Former, requalifier, anticiper
Les rapporteurs soulignent un paradoxe : alors que l’OCDE estime que l’IA génère chaque année plus de 80 000 postes (56 000 pour la conception des outils et 25 000 pour leur diffusion), seuls 24 % des cadres ont bénéficié d’une formation dans ce domaine. Pourtant, 72 % des salariés expriment le besoin d’acquérir ces compétences. Entre 2022 et 2024, à peine 1 110 demandeurs d’emploi ont été formés à l’IA par France Travail.
Six mesures dédiées à la formation sont donc envisagées, comme intégrer l’IA dans les conventions des Opco, sensibiliser les apprentis, mobiliser le CPF et la VAE ou créer un fonds de transition numérique conditionné à des actions de formation. Une attention particulière est accordée aux TPE-PME, jugées trop vulnérables sans soutien public. Ces recommandations corroborent le constat fait de longue date par FO-Cadres : la diffusion des technologies IA doit impérativement s’accompagner d’un effort massif d’acculturation et de montée en compétences.

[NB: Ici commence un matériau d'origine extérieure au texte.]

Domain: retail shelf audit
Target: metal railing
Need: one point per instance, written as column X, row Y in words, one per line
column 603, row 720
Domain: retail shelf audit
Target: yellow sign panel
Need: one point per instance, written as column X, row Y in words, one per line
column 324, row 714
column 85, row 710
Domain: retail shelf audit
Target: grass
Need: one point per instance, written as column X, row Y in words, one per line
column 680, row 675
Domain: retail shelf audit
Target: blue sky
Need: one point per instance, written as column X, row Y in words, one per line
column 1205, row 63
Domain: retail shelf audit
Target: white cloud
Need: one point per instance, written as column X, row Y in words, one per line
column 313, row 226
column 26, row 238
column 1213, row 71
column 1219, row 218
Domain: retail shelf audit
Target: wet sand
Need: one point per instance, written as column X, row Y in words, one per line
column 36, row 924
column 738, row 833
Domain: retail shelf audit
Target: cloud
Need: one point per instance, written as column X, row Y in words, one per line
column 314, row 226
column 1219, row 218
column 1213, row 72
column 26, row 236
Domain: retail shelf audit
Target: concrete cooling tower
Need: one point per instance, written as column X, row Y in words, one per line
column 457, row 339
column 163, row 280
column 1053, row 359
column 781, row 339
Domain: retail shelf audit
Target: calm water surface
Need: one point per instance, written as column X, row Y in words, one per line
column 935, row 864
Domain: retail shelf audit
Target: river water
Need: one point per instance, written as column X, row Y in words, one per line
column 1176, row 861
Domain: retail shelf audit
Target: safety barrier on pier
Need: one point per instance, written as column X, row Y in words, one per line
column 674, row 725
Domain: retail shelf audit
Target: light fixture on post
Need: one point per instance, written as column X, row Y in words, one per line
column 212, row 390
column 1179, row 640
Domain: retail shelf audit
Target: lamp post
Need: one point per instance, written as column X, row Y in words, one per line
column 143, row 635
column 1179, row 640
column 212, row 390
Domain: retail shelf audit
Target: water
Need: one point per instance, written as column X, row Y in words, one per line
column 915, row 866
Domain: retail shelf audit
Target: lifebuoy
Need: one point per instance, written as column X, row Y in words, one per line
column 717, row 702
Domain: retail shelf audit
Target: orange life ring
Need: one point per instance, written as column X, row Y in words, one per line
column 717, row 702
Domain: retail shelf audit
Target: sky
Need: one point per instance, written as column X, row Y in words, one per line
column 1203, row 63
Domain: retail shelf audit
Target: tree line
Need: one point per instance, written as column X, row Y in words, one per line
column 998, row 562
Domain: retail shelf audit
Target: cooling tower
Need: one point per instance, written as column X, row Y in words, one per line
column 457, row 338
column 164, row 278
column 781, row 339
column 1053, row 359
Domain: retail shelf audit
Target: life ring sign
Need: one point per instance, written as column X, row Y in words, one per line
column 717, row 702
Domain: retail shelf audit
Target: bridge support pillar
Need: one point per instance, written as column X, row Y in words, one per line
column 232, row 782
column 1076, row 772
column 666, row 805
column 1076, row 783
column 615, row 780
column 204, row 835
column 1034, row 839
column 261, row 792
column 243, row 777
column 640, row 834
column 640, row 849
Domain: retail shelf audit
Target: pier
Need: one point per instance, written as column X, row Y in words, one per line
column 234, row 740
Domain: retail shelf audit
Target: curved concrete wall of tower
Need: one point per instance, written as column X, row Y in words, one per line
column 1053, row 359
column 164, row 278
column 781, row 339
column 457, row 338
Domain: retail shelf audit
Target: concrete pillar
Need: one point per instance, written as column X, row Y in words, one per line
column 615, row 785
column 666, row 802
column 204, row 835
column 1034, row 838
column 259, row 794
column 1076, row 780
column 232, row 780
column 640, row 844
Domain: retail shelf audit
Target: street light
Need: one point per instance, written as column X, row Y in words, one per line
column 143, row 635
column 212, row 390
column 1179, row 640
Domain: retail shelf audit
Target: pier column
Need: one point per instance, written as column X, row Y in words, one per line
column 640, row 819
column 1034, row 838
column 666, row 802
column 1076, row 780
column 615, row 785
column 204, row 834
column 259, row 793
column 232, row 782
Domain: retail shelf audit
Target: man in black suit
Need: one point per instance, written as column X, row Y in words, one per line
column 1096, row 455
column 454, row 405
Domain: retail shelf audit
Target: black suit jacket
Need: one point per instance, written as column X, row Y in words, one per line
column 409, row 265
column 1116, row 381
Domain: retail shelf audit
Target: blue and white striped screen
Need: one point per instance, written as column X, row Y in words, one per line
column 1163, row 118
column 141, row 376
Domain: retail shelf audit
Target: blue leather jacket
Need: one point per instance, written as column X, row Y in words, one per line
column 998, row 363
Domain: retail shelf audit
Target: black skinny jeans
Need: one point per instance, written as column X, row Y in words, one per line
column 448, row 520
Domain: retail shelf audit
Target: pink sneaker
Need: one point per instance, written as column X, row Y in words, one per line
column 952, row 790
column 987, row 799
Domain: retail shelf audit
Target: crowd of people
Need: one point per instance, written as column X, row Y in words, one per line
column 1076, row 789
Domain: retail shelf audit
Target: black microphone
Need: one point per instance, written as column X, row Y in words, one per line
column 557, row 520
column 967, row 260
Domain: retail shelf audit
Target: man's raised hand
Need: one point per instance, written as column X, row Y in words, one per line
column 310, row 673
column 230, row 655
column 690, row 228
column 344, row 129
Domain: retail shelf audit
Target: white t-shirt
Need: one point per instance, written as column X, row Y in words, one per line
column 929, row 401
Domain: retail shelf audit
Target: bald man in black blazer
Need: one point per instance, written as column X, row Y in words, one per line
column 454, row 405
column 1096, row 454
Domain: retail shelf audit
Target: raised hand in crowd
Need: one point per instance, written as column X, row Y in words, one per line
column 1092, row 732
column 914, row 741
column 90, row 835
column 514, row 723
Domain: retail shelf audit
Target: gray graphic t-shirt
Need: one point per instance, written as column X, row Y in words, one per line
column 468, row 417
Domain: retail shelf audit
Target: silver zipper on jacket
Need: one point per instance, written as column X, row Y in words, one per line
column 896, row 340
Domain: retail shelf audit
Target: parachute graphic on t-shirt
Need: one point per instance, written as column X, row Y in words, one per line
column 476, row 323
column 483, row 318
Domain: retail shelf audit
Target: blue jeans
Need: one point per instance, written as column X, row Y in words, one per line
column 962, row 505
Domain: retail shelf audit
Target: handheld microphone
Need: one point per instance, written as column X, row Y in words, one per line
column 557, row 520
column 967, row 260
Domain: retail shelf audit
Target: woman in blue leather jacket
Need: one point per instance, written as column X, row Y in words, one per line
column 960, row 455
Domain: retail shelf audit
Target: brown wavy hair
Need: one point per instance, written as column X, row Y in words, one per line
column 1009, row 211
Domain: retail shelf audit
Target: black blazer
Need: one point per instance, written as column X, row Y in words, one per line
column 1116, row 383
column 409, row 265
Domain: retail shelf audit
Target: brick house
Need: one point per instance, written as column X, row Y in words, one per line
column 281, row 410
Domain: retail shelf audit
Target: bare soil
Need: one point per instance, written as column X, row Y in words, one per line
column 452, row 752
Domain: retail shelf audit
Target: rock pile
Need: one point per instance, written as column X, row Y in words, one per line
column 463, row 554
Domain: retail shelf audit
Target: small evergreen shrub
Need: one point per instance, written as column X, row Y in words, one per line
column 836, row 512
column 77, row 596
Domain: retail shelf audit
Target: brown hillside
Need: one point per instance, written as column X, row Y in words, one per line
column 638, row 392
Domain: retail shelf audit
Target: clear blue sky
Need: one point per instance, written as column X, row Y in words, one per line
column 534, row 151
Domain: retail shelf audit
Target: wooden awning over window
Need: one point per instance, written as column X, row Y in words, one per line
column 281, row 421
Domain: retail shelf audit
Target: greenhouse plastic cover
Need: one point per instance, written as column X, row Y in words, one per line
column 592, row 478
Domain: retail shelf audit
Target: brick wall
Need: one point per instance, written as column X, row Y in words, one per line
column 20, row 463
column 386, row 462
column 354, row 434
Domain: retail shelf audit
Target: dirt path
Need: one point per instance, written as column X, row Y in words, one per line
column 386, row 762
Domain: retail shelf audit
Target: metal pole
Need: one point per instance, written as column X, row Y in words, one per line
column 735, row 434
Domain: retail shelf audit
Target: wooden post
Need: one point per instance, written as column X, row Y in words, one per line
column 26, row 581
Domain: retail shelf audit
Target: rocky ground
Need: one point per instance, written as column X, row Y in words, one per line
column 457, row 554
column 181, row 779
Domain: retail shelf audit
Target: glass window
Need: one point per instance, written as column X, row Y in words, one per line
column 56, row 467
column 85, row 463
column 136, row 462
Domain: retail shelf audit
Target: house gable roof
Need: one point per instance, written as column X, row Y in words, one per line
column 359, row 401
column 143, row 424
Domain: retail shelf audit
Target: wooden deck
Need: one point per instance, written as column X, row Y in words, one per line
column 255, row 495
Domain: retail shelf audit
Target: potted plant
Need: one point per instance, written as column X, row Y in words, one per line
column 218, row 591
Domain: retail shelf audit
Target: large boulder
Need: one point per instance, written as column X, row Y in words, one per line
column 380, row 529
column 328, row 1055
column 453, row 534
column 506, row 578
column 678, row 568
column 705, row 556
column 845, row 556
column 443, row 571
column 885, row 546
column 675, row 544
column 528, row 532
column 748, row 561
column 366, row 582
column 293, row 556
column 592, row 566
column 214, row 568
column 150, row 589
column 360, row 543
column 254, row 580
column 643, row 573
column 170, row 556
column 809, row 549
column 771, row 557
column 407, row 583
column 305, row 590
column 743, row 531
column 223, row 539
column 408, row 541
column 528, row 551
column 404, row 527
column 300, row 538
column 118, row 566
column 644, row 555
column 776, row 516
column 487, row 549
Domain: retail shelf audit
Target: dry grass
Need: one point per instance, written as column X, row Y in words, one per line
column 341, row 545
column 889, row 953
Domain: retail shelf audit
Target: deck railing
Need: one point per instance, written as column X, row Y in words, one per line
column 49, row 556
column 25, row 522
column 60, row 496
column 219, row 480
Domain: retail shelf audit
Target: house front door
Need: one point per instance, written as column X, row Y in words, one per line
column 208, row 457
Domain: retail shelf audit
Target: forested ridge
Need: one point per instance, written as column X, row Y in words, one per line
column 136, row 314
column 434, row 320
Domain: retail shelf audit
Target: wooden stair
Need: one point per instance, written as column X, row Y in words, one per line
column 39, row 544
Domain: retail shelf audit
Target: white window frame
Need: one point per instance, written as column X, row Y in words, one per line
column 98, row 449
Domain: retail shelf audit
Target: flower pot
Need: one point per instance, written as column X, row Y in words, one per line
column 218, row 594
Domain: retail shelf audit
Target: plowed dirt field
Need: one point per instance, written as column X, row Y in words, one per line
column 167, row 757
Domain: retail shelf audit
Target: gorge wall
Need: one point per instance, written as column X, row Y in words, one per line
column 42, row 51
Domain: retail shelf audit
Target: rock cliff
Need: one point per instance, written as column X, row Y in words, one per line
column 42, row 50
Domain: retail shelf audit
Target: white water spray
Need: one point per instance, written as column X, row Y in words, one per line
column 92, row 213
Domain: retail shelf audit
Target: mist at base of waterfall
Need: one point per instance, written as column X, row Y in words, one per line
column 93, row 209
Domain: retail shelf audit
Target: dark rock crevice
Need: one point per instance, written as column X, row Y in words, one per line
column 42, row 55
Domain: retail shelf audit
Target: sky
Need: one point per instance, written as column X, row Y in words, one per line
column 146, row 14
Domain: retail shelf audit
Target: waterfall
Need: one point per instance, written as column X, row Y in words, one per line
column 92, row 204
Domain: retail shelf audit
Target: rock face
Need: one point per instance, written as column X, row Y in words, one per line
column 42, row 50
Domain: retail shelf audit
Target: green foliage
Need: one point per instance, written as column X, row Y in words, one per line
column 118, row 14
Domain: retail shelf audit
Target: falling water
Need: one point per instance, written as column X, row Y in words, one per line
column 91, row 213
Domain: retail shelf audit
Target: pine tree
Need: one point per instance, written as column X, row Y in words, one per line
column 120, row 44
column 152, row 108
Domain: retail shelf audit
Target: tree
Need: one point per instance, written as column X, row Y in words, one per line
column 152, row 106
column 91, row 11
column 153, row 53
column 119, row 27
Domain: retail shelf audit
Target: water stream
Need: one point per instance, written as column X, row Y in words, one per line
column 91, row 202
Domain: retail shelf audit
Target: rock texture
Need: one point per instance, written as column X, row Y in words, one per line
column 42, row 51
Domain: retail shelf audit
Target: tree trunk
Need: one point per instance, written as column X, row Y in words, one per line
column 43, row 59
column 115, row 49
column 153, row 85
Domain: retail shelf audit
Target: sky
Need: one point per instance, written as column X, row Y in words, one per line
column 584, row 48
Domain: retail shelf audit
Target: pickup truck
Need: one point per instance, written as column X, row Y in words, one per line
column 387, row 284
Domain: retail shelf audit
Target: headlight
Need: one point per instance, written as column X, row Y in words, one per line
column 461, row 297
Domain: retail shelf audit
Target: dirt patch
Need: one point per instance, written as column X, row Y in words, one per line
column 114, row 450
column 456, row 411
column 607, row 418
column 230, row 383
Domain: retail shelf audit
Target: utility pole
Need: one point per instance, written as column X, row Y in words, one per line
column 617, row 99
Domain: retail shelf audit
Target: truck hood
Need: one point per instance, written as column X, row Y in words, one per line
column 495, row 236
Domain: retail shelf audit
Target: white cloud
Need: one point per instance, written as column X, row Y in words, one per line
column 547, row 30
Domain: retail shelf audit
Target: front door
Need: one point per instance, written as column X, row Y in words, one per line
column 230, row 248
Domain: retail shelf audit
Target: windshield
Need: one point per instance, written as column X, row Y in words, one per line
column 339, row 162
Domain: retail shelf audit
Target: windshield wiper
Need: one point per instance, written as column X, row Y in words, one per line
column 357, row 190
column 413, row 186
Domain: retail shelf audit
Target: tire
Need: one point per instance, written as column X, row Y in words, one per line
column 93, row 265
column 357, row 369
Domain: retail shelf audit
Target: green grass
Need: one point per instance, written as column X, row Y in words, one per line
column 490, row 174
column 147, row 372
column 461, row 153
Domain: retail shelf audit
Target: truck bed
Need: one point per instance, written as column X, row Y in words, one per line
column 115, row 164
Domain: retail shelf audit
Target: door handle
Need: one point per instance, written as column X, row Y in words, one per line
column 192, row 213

Le plaidoyer FO-Cadres :urlr.me/ShRPgy
Inscrire l’IA dans le dialogue social
Au-delà de la formation, les parlementaires estiment que l’IA ne peut pas être réduite à une question technique. Ils recommandent d’inscrire son déploiement dans le cadre du dialogue social : consultation obligatoire des CSE dès la phase expérimentale, intégration de l’IA dans les négociations annuelles obligatoires, possibilité d’un accord national interprofessionnel.
Ce besoin d’un dialogue social renforcé rejoint également les positions de FO-Cadres, qui rappelle que les technologies « ne sont jamais neutres » et qu’elles doivent être discutées collectivement afin d’éviter qu’elles ne deviennent des instruments de surveillance ou de déqualification. La mise en débat syndical permet de garantir une IA au service des conditions de travail et de l’autonomie des salariés plutôt qu’une seule logique de productivité.
Converger vers une IA éthique et sociale
Les 68 propositions du rapport visent à faire de l’IA un levier de compétitivité et de souveraineté. Pour FO-Cadres, l’enjeu est également de garantir que ce développement respecte des principes éthiques : finalité, proportionnalité, loyauté, transparence et protection de la vie privée.
À travers ce rapport, la représentation nationale confirme que l’IA engage tout autant les choix technologiques que l’avenir du travail. Pour les cadres comme pour l’ensemble des salariés, il s’agit d’un sujet à la fois de formation et de droit collectif. Deux leviers indissociables pour construire un usage éthique et responsable de l’intelligence artificielle.